Şansölyenin planı, çeşitli harcama girişimlerini finanse etmeyi amaçlayan hükümet borçlanmasında önemli bir artış olduğunu ortaya koydu ve ek fonların gerekli olabileceği endişelerini artırdı. Jones, BBC’de, kamu hizmeti harcamalarının yalnızca aylık borçlanmaya güvenmek yerine vergi gelirleriyle desteklenmesini sağlamak için yeni düzenlemelerin uygulandığını vurguladı.
Yatırımcıların genellikle Bütçelere yanıt verdiğini, çünkü bunların çok sayıda yeni bilgi sağladığını belirtti. Truss yönetimindeki önceki hükümet eylemlerinden kaynaklanan huzursuzluğu kabul ederek, artık sağlam mali kuralların yürürlükte olduğunu ileri sürdü. Bu kurallar, kamu hizmetleri için devam eden harcamaların, son yönetimin yaklaşımını karakterize eden sürekli borçlanma yerine vergi gelirinden gelmesi gerektiğini şart koşar. Ek olarak, güçlü bir yatırım politikası, yatırımlar yapılırken borcun ekonomik büyüklüğün bir oranı olarak azalmasını sağlar.
Perşembe günü, faiz oranları (özellikle hükümetin on yıl boyunca borçlanma için borç verenlere ödediği getiri) bir yılın en yüksek seviyesine çıktı ve ardından Cuma günü hafif bir düşüş yaşadı. Borçlanma maliyetlerindeki bu artış önemlidir çünkü sadece hükümet harcamalarını artırmakla kalmaz, aynı zamanda günlük krediler ve ipotekler için oranları da etkiler.
Ancak, bu piyasa dalgalanmalarını bağlam içinde görmek çok önemlidir. Çarşambadan bu yana, hükümet borçlanmasındaki efektif faiz oranı yaklaşık 0,25 puan arttı ve pound %1’den daha az düştü. Bu değişiklikler, Truss’ın mini-Bütçesi’nden sonra gözlemlenenlere kıyasla önemsizdir. Örneğin, pound dolara karşı %0,8 düşerek iki aylık bir düşük seviyeye ulaşırken, Truss’ın duyurusundan sonra dolara karşı %8 düşerek tüm zamanların en düşük seviyesine ulaştı.

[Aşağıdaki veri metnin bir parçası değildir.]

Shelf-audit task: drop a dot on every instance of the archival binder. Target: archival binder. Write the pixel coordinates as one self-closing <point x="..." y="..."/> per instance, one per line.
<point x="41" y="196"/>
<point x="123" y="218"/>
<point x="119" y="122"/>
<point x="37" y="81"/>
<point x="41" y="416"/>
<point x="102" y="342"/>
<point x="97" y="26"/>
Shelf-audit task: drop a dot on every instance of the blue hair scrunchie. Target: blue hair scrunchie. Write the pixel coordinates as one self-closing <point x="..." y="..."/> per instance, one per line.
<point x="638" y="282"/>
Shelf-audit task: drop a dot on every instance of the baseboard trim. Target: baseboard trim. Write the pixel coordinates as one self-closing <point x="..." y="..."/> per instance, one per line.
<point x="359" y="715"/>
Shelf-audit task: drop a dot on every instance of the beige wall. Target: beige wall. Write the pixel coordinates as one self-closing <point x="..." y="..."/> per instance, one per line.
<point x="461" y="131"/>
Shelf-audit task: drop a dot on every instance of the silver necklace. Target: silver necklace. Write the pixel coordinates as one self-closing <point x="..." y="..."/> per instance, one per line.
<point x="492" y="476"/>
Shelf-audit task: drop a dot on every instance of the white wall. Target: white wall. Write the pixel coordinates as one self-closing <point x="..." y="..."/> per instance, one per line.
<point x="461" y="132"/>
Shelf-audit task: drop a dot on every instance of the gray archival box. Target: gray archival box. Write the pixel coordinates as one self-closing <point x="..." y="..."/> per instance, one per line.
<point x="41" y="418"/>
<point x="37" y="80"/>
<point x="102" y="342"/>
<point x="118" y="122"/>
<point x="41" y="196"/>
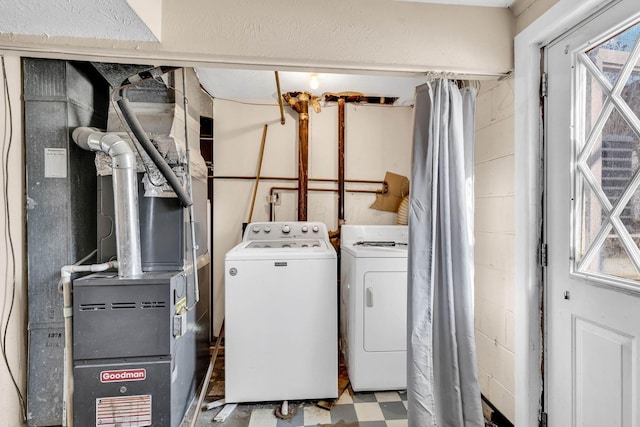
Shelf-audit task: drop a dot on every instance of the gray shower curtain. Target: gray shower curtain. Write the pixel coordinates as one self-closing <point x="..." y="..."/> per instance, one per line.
<point x="442" y="386"/>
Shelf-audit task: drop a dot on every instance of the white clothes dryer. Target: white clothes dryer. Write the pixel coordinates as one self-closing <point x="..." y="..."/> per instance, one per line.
<point x="373" y="305"/>
<point x="281" y="304"/>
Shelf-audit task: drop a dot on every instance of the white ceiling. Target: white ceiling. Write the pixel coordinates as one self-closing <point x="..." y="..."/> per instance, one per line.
<point x="109" y="19"/>
<point x="101" y="19"/>
<point x="487" y="3"/>
<point x="115" y="19"/>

Geçtiğimiz ay küresel olarak borçlanma maliyetlerinde de genel bir artış oldu, bu artışın başlıca nedeni ABD piyasasındaki eğilimlerdi. Hükümetin borçlanma maliyetindeki artış, yatırımcıların hükümete borç vermeyi daha riskli olarak algıladığını gösteriyor. Perşembe günü, Sir Keir Starmer’ın sözcüsü, IMF gibi kuruluşlardan hükümetin yaklaşımına ilişkin olumlu geri bildirimler aldığını belirtti. Reeves, Bütçe duyurusunda, işletmeler için vergi artışları ve daha fazla borçlanma önlemiyle finanse edilen yaklaşık 70 milyar sterlinlik ek yıllık harcamayı özetledi.